To my relief, here’s what I found: Reading wasn’t the number one reason for using an iPad. Yes, I talked to plenty of people who loved to read and initially bought the device for this purpose. But an iPad also allows you to sync your calendars and easily keep track of your busy life, play an episode of Olivia for your screaming child and manage a much-needed packing list before a vacation – all with the simple touch of a screen. While a laptop can do all these things as well, an iPad is more compact and comes equipped with Wi-Fi or Wi-Fi + 3G, making it both very transportable and accessible.
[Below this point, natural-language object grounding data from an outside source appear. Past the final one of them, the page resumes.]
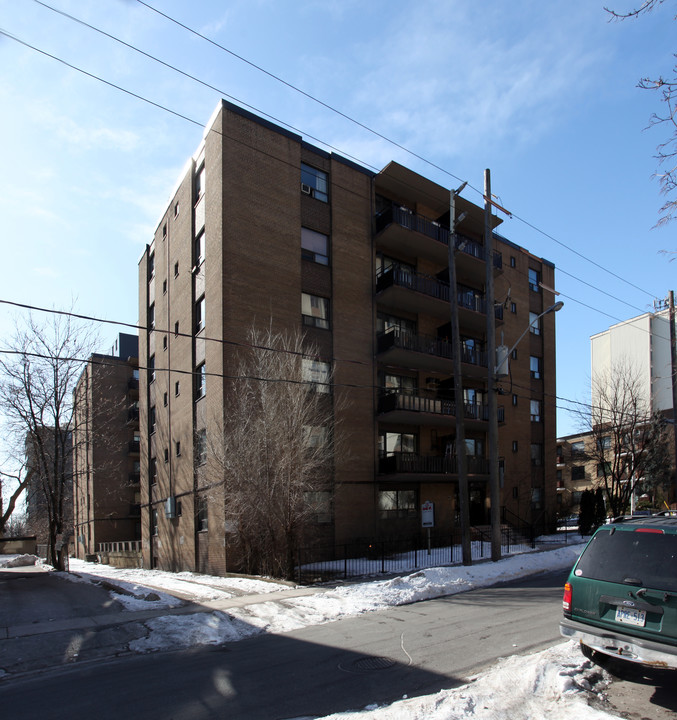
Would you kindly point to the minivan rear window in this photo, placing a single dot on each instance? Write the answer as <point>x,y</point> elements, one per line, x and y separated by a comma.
<point>633,558</point>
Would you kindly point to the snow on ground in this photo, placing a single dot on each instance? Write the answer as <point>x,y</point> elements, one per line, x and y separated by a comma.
<point>551,684</point>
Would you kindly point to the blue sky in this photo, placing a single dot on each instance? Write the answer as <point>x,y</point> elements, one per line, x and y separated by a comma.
<point>542,93</point>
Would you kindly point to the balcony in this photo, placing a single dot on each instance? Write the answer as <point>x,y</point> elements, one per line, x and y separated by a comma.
<point>405,408</point>
<point>403,232</point>
<point>426,352</point>
<point>422,467</point>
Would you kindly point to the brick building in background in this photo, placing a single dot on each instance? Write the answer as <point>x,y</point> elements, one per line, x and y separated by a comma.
<point>106,446</point>
<point>264,228</point>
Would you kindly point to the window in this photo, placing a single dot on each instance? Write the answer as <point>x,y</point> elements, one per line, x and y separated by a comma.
<point>199,249</point>
<point>314,182</point>
<point>314,246</point>
<point>200,381</point>
<point>317,373</point>
<point>319,504</point>
<point>534,324</point>
<point>315,311</point>
<point>199,183</point>
<point>200,314</point>
<point>202,520</point>
<point>534,280</point>
<point>390,443</point>
<point>394,504</point>
<point>201,447</point>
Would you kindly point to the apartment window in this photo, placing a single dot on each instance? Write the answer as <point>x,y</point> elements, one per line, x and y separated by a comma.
<point>317,373</point>
<point>534,280</point>
<point>201,447</point>
<point>534,324</point>
<point>314,182</point>
<point>199,183</point>
<point>319,504</point>
<point>315,311</point>
<point>200,381</point>
<point>200,309</point>
<point>536,454</point>
<point>390,443</point>
<point>199,249</point>
<point>394,504</point>
<point>202,520</point>
<point>314,246</point>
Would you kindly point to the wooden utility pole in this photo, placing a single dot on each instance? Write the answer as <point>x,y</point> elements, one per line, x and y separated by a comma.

All and all, an iPad is more of an entertainment device than a stand-in for books, magazines and newspapers. Still, it just doesn’t sit right with me. What if, because of advancements in this sort of technology, books, magazines and newspapers someday become obsolete? Hoping to be a published author myself, (my parents always taught me to dream big), I would hate to think that my stories would never sit on bookshelves, never be shared among friends, never be flipped through with anticipation about what lies on the next page.

Recently, as I watched a friend quickly fill her suitcase and hastily head to the airport, I experienced a moment’s worth of jealously as she topped off her carry-on with an iPad. No need to cram magazines into an already over-stuffed bag. No need to question whether three novels are enough to sustain a week’s worth of time in the sun. No need to debate bringing along your laptop. An iPad is easier, smaller, smarter, quicker to pack. But it just isn’t the same.